Prayer: Heavenly Father, thank you for these brave souls who won our liberty by spending their treasure and spilling their blood. May we take courage from their example and from your word, knowing that you are with us wherever we go, we pray in Jesus’ Name, Amen.

*Source Citation: George Bancroft, History of the United States of America, from the Discovery of the Continent, 10 vols., (Boston: Little, Brown and Company, 1858), 4:371-72. Bracketed items added.


Lost Episode for October 12

John Jay CroppedFounding Father John Jay, one of the authors of the Federalist Papers and George Washington’s first Chief Justice of the U.S. Supreme Court, wrote to John Murray on October 12, 1816:

“Almost all nations have peace or war at the will and pleasure of rulers whom they do not elect, and who are not always wise or virtuous. Providence has given to our people the choice of their rulers, and it is the duty, as well as the privilege and interest of our Christian nation to select and prefer Christians for their rulers.”*

Founder John Jay considered America to be a Christian nation and advised that citizens should select Christians to fill elected offices of leadership. That is another lost episode in American history.

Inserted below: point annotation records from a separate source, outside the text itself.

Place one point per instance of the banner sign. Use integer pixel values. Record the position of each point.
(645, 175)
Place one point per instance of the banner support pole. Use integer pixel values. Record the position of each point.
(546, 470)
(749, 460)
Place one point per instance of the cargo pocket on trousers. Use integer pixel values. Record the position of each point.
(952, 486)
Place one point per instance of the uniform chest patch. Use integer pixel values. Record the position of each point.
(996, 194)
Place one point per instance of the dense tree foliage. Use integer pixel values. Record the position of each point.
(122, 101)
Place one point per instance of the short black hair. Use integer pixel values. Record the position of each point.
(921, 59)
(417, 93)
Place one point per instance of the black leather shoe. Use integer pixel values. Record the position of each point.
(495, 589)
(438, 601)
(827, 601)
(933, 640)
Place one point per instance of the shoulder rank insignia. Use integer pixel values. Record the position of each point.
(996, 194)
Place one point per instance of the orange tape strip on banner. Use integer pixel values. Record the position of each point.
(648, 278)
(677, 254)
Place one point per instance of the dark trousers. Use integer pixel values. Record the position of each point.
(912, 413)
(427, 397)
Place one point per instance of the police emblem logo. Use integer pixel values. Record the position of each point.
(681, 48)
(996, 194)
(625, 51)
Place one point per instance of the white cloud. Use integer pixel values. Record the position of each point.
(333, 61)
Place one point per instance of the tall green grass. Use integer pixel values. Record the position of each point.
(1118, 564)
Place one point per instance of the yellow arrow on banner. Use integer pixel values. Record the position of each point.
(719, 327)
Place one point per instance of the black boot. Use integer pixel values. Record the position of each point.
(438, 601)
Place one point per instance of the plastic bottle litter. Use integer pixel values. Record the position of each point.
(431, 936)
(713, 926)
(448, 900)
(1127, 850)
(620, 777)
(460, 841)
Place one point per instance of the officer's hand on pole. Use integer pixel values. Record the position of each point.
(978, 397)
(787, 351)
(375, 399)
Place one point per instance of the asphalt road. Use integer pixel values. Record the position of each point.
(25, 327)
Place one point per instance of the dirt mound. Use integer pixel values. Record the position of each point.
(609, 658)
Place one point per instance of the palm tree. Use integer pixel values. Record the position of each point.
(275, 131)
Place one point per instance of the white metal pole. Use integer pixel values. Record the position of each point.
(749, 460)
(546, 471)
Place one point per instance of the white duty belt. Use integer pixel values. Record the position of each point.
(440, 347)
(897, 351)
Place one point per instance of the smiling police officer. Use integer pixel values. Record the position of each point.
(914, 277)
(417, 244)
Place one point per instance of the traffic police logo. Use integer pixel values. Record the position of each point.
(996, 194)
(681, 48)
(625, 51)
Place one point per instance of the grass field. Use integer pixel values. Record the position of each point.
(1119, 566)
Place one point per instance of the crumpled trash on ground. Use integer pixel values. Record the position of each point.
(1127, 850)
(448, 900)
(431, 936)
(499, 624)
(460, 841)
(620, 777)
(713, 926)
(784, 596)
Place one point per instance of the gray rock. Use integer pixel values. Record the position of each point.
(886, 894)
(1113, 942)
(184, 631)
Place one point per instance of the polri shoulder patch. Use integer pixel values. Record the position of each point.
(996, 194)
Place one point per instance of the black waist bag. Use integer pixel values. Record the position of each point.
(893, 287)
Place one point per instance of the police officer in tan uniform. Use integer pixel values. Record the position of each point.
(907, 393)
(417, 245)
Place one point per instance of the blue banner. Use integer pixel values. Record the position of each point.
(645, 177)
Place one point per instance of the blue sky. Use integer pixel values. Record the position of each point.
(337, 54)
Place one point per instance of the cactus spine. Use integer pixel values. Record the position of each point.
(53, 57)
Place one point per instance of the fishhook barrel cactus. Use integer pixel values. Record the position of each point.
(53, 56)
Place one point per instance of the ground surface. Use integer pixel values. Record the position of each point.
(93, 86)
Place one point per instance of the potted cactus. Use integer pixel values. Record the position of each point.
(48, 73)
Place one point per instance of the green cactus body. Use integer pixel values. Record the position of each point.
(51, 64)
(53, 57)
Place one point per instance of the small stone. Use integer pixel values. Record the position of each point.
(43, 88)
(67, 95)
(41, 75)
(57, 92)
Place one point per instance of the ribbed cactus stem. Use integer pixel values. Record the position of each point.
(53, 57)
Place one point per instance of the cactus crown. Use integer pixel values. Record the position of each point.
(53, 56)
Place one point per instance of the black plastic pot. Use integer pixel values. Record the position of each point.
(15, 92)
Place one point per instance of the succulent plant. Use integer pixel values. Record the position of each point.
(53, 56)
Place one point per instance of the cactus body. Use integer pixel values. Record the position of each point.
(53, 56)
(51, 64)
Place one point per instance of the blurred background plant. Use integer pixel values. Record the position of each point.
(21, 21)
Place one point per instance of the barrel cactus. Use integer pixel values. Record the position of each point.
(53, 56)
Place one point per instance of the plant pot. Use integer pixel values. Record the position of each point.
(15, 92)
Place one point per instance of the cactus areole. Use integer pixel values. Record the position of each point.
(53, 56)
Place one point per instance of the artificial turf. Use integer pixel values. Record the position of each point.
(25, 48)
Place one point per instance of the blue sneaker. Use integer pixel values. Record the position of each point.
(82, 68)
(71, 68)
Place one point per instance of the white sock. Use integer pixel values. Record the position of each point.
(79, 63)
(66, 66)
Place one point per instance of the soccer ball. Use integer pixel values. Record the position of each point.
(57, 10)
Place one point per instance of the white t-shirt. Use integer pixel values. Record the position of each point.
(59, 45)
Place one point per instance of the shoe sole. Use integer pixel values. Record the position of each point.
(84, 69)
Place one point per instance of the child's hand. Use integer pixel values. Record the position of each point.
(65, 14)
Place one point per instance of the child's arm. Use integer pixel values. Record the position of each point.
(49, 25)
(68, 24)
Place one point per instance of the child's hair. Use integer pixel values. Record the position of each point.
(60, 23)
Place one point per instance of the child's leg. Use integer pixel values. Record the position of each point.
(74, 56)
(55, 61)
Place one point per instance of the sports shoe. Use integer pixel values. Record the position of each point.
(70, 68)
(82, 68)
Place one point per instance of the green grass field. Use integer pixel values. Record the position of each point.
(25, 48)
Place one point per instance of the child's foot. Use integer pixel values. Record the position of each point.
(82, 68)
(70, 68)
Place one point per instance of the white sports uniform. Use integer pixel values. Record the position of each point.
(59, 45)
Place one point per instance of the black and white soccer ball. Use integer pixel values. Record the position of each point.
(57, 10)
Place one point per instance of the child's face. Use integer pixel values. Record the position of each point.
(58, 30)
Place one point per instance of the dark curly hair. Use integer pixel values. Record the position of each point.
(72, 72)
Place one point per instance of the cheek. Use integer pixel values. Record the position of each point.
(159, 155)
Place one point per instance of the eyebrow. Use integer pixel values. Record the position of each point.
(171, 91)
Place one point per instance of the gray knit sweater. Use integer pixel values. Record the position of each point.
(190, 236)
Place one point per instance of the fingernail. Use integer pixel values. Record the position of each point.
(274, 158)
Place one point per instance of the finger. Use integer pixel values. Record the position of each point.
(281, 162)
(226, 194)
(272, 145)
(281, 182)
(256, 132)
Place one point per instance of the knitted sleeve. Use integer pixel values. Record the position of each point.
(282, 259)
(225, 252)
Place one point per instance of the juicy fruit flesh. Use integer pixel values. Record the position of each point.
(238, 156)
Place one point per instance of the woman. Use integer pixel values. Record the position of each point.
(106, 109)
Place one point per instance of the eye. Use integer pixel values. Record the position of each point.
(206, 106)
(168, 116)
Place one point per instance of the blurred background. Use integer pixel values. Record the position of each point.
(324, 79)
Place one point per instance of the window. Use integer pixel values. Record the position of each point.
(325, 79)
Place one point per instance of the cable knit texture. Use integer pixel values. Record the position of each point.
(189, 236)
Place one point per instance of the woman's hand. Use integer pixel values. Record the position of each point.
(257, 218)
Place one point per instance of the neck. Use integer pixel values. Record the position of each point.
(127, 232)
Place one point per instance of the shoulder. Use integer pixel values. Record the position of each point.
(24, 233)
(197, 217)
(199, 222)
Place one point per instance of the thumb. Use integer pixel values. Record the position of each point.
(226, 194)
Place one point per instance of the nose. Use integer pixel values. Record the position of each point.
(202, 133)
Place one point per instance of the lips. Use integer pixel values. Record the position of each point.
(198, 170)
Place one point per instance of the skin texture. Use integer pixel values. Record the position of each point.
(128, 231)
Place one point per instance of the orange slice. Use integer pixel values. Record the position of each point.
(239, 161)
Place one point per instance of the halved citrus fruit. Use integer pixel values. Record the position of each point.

Read and Reflect: Read Exodus 18:21 and reflect on the fact that while these words were directed to Moses, the principle is still valid: God’s people should select godly leaders to serve as public officials.

Prayer: Father, we thank you that in America we have the opportunity to select our leaders. Give us wisdom as we cast our ballot, in Jesus’ Name, Amen.

*Source Citation: Henry P. Johnston, ed., The Correspondence and Public Papers of John Jay, 4 vols., (New York: G.P Putnam & Sons, 1893) 4:393.